As of 16:30 on August 6, the onshore RMB exchange rate against the US dollar was 7.1469, down 84 basis points from the official closing price of the previous trading day and down 74 basis points from the closing price of the previous night session. On August 6, the RMB central parity rate against the US dollar was 7.1318, up 27 basis points from the previous trading day.

A foreign exchange trader told the Economic Observer that he is currently focusing on two psychological barriers, one is the 7.0 integer barrier, and the other is the previous high of 7.4. "Now the main focus is whether it can break 7.1. At present, it is still maintaining normal operations."

Regarding the subsequent trend of the RMB exchange rate, Zhang Yu believes that the balance of foreign exchange supply and demand in actual transactions is reflected in the surplus of foreign exchange settlement and sales = trade surplus × net exchange rate. The current strong exports mean that companies can earn foreign exchange, and the trade surplus forms a "safety cushion" for the exchange rate. Whether it can trend upward depends on whether the net exchange rate changes.
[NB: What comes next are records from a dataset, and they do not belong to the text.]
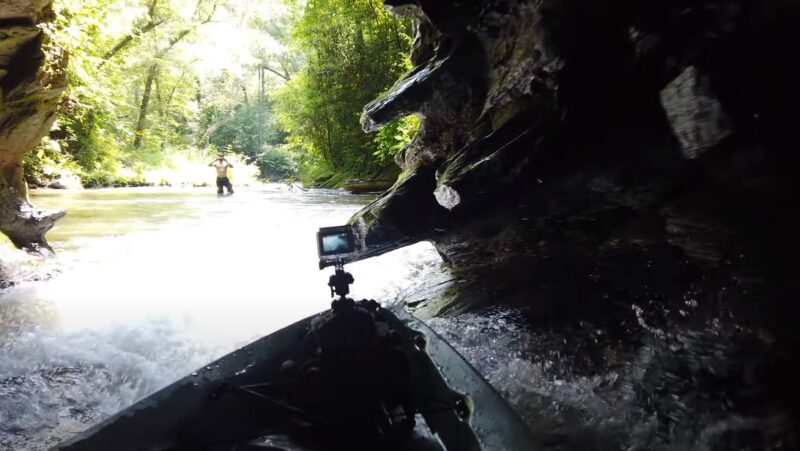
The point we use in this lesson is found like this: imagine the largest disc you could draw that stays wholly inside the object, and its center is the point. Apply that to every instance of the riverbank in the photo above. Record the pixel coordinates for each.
(178, 170)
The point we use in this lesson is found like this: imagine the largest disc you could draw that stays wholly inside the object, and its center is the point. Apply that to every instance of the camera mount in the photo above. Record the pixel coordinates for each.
(340, 281)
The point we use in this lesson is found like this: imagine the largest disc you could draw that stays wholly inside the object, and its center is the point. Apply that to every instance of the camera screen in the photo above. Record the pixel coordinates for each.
(336, 244)
(335, 241)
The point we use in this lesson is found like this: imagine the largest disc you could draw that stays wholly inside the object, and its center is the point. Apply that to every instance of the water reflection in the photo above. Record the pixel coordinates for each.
(150, 284)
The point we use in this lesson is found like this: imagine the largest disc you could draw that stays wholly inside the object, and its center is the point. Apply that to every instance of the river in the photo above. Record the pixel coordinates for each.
(149, 284)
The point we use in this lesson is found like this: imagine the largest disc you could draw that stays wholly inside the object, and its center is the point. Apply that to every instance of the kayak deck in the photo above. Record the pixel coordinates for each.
(359, 378)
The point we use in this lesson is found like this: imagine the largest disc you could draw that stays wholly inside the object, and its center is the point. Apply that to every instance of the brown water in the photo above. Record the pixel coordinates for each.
(150, 284)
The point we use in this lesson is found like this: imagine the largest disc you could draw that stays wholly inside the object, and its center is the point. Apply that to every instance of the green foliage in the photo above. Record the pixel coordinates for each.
(355, 50)
(245, 130)
(394, 136)
(282, 83)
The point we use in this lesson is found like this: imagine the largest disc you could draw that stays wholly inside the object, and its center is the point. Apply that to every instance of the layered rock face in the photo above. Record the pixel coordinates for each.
(582, 148)
(32, 79)
(627, 168)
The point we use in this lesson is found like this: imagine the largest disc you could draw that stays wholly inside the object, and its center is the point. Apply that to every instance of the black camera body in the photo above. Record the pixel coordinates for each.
(335, 245)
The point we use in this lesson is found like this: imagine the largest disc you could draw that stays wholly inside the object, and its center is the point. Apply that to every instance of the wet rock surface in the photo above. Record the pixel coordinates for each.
(606, 163)
(32, 79)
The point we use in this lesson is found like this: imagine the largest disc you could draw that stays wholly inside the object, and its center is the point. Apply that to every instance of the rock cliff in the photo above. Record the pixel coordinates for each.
(32, 79)
(624, 167)
(572, 149)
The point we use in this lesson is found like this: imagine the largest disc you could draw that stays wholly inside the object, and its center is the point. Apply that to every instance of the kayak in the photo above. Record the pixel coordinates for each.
(356, 377)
From the perspective of the macro environment, Wang Youxin believes that the RMB will continue to rise in the coming months. The RMB exchange rate is expected to continue to rise steadily under the support of multiple favorable factors such as the continued stable improvement of economic fundamentals, improved market expectations, changes in the international environment and increased cross-border capital flows.

Huaan SecuritiesThe strategy team pointed out in the research report that in the short term, the strengthening of the Fed's interest rate cut expectations has led to a decline in US bond yields, easing the pressure on the depreciation of the RMB; in the medium term, the factors of the previous depreciation of the RMB have yet to be reversed, and it is expected to enter the appreciation channel after the economic recovery accelerates. Whether the GDP growth rate in the second half of the year can rebound to more than 5% is the key to determining the medium-term exchange rate trend. The RMB exchange rate needs more macroeconomic data support to enter the medium-term appreciation channel.